“All outstanding shares of the Company’s Common Stock . . . are subject to (i) a right of first refusal in favor of the Company upon any proposed transfer . . .; and (ii) a lock-up or market standoff agreement . . . .”
–National Venture Capital Association Model Stock Purchase Agreement, Section 2.2(c)
“Each employee and consultant has assigned to the Company all intellectual property rights he or she owns that are related to the Company’s business as now conducted and as presently proposed to be conducted.”
–National Venture Capital Association Model Stock Purchase Agreement, Section 2.8
“Each former Key Employee whose employment was terminated by the Company has entered into an agreement with the Company providing for the full release of any claims against the Company . . . arising out of such employment.”
–National Venture Capital Association Model Stock Purchase Agreement, Section 2.16(f)

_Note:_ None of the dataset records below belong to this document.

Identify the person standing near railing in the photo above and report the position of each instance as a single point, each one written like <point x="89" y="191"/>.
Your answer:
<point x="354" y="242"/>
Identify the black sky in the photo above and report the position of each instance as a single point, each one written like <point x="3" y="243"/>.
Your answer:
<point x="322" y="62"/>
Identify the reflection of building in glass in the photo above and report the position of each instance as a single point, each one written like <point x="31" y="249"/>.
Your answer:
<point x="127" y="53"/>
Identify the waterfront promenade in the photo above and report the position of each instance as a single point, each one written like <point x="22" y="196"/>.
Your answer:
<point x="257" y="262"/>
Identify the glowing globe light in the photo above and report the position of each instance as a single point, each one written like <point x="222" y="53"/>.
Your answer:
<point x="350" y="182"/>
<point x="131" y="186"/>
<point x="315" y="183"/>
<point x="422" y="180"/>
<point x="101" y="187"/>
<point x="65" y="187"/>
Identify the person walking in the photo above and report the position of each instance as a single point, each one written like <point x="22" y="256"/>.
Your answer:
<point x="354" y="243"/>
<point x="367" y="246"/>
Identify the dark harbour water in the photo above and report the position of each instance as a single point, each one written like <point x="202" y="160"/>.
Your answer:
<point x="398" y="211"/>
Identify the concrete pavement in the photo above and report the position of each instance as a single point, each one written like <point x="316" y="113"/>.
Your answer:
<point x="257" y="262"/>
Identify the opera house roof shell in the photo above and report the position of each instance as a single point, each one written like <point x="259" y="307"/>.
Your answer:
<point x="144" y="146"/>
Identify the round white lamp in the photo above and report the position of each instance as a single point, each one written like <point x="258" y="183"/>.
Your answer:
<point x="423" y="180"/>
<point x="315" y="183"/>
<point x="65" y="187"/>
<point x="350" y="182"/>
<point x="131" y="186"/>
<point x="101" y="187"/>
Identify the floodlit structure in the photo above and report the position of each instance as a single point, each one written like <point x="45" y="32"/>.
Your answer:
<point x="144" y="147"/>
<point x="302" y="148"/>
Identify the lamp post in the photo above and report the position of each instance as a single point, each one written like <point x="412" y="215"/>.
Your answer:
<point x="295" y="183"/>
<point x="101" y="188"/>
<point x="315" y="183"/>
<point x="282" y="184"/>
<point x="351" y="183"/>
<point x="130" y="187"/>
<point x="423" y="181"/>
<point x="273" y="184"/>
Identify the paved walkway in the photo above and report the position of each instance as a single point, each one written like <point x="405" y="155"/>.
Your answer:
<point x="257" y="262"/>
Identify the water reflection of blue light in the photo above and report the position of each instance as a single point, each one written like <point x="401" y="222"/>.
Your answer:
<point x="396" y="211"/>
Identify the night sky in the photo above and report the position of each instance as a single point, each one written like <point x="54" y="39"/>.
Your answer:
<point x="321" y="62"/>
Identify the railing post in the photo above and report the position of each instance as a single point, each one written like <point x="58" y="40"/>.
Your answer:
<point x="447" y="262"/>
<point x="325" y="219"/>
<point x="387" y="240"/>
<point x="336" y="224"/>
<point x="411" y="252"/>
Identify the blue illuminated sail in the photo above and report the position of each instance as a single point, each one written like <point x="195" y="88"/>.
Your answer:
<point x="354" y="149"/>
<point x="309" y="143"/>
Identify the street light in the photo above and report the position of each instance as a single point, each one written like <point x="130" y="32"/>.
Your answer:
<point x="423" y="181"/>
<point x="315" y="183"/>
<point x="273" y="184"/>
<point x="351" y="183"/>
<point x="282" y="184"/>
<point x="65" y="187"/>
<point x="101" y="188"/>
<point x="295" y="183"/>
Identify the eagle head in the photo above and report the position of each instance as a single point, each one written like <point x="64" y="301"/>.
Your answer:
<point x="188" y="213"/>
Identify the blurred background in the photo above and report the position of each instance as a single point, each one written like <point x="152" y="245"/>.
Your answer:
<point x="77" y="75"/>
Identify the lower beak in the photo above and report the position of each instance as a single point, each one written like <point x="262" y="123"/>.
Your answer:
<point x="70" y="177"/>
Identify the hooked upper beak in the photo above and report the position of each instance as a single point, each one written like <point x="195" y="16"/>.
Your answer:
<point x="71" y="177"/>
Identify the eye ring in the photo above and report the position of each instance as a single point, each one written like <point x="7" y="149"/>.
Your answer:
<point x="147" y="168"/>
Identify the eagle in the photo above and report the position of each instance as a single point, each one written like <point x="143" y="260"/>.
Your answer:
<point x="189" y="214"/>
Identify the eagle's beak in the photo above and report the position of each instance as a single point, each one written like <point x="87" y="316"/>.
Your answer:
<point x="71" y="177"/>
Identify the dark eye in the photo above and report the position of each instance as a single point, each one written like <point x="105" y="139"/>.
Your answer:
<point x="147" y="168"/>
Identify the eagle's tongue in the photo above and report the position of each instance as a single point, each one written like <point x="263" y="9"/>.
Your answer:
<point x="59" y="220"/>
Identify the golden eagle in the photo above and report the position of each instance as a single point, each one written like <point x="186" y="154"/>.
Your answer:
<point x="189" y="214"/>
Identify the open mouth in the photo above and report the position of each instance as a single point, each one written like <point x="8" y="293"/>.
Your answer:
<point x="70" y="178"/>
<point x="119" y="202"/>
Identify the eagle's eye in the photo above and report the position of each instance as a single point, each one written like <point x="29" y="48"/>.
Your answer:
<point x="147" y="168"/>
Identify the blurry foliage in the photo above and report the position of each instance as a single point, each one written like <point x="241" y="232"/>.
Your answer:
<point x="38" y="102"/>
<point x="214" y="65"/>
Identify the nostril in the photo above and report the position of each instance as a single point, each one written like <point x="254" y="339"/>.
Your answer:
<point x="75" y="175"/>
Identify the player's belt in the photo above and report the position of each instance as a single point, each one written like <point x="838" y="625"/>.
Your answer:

These are but a few of the many representations that a startup company is asked to make in a Series A Preferred Stock Purchase Agreement. Such standard representations and warranties are a sort of roadmap to the most common mistakes made by newly formed companies. Entrepreneurs are advised to review such representations at formation of the company instead of waiting until capital is sought. It is relatively effortless for a company to adopt policies and practices at the outset both to stay out of trouble and to ensure that it will be able to make these representations when the time comes. Without such policies and practices in place, a company may find itself unable to attract capital, or with a difficult, transaction-delaying and expensive corporate cleanup process to complete as a prerequisite to raising money.